Puppeteer vs. Selenium: Ease of Use

This is one of the places that UI testing libraries often fall down. Writing tests for application UIs is often a tedious task made worse by verbose APIs. Unfortunately, this is one of those places where Selenium has contributed to the negative perception of UI testing. Selenium is a testing library, which means that it involves painstakingly setting up specific situations, then verifying that your software did what you expected. Speaking from experience, this often involves a lot of code. And because Selenium provides broad support for so many browsers, you’ll likely need to end up writing this code by hand, as opposed to quickly generating automatic control code.

On the other hand, this is a place where Puppeteer absolutely shines.

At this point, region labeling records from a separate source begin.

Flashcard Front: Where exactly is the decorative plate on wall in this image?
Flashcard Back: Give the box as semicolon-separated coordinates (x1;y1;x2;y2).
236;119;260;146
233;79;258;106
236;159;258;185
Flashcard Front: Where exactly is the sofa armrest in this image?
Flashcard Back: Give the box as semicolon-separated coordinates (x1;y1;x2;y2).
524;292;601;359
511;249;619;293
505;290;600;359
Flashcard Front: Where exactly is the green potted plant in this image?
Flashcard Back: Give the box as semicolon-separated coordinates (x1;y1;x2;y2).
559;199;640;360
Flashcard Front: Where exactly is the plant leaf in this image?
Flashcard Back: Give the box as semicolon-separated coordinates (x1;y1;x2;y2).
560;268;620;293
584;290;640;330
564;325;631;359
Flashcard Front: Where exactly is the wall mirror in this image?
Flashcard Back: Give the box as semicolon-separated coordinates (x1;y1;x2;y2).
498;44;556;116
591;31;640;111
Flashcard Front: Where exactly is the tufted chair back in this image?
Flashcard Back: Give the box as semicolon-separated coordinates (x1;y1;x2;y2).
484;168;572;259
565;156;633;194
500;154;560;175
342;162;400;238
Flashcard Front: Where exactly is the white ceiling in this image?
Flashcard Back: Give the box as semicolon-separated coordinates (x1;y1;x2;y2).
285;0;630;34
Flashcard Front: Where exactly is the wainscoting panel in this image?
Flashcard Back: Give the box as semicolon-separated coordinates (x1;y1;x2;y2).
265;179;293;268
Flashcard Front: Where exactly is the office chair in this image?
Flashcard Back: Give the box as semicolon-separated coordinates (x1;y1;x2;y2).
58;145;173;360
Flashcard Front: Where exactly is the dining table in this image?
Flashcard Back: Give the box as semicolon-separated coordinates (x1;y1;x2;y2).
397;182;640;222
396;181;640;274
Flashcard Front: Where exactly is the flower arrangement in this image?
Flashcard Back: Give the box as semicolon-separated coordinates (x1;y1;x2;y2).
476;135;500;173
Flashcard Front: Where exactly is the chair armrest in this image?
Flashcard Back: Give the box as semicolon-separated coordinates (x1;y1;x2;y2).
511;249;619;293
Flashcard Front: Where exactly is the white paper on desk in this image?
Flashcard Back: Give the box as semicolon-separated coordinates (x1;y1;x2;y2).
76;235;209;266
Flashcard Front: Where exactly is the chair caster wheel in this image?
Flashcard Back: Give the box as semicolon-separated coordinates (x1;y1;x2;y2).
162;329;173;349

Because it is narrowly focused with a single API, it’s much easier to automate generating Puppeteer code. In fact, Testim did just that recently, releasing a tool that lets you record test workflows right in your personal (Chrome only) browser. Using that test recorder for Puppeteer will save teams about 60–70% of their setup time for automated browser tests. Since setting up and writing tests is where most UI testing initiatives fail, shaving 60% off the setup time makes your project a lot more likely to succeed. Even better, the tool is completely free.

Which Is a Better Fit for You?

The truth of the matter is, if you’ve made it this far, you’ve probably figured out which testing library is the right choice for you. We don’t need a scorecard or a point-by-point comparison. Puppeteer and Selenium are two different tools serving slightly different needs. If your needs align with Puppeteer, you’ll likely find it’s the better tool for your job. It’s also likely that the extra power and focus provided by Puppeteer will speed your team’s work in setting up tests. What’s more, it’ll let you control a variety of other browser functions at the same time.

Conversely, if you need to support non-Chrome browsers and you need language bindings that aren’t in JavaScript, you already know that Puppeteer won’t work for what you want. If not, that’s OK. Selenium is a time-tested tool used by developers worldwide.

Whichever project you pick, you’ll find a terrific library there to support you in your journey toward using automated tests to ship better, safer, more secure code. That’s a journey worth taking, no matter which tool helps you along the way.